The Deputy Minister of Disability Affairs Alexia Manombe-Ncube has called on government to recognize sign language in the country as a medium of communication and ensure that deaf people are well represented in all areas of life.
The International Day of the Deaf and Sign Language is commemorated from the 19-23 of September, under the theme building inclusive communities for all.
Ncube was speaking in Parliament on Wednesday.
During the week of celebrations, each day has been given a theme e.g Monday’s theme was to focus on sign language and its acquisition as it is critical for the cognizant development for deaf children.
Namibian households are urged to adopt a culture of learning sign language in order for children to communicate with hearing impaired persons at their schools and in social lives.
Ncube said that it is high time that sign language learning is adopted from childhood development providing all necessary tools for sign language for example written and visual studying material for all schools.
This year’s international sign language theme is ‘sign language unites us’ which is commemorated on the 23rd of September annually.
The linguistic sign language is said to be part of the country, hence the deputy minister calls on all Namibians to embrace it as it is part of the country’s vibrant languages cross cutting all landscapes and corners of Namibia.
With collective collaboration maintained by stakeholders, it is thus imperative that they drive the sign language linguistics.
Ncube further stated that government need to seriously recognise sign language and promoting it as well as finalising the documented signs.
Article 2 of the United Nations Convention on Persons with Disabilities, grants sign language recognition as a legitimate language on its own with capabilities of being used in education to political level, which defines sign language as an equal to spoken language.

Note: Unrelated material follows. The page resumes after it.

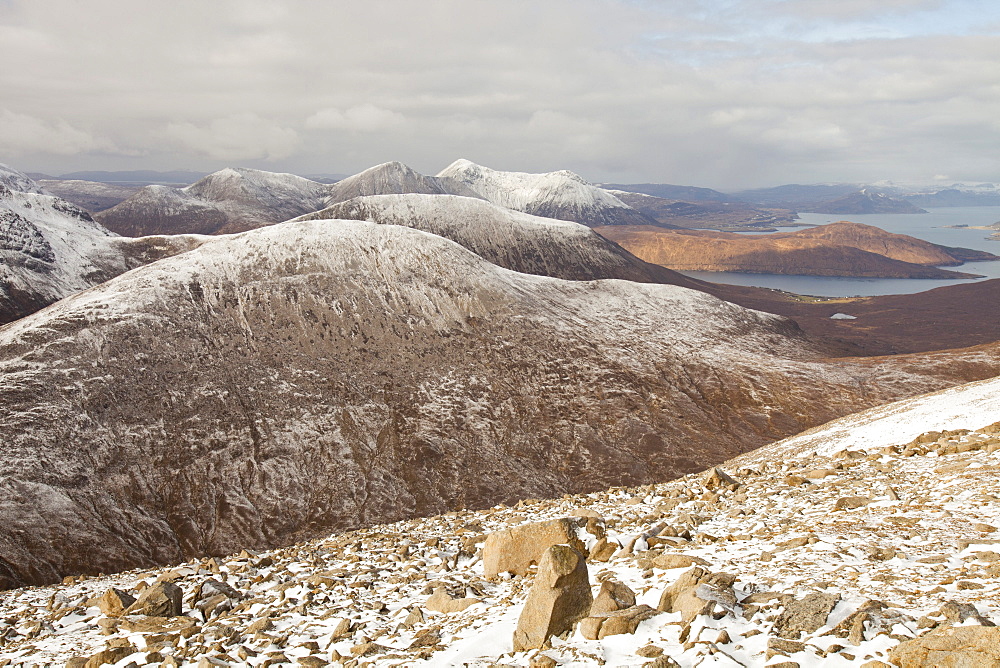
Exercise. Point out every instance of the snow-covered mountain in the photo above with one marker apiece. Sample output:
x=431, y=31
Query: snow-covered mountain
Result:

There lies the argument that deaf students have a right to communicate in their mother tongue via sign language, failure in providing this, their human rights will not be fulfilled.
Failure to communicate in sign language, is depriving 27 000 people from communicating in
their homes and social circles, hospitals, shops, parliament, school and work among many, Ncube opined.
The Namibia Open Learning College (NAMCOL) has recently introduced a two-year diploma for sign language.
The Deputy finance minister Maureen Mbeunde said that data must be collected to identify hearing impaired persons as well as awareness on parents to watch out for signs at early childhood development.
Jerry Ekandjo another MP stressed that it cannot wait for tomorrow, arguing that the Ministry of
Education, Arts and Culture must introduce sign language from Grade one to 12 in all schools.
Deputy Minister of Education Faustina Caley informed the house that the ministry has schools for hearing impaired persons, while pointing out that the challenge is with shortage of qualified teachers in the field of sign language.
She thus emphasized that teachers in all schools needs to be trained first in order to open up more Schools for the hearing impaired, including more support in providing written and visual material.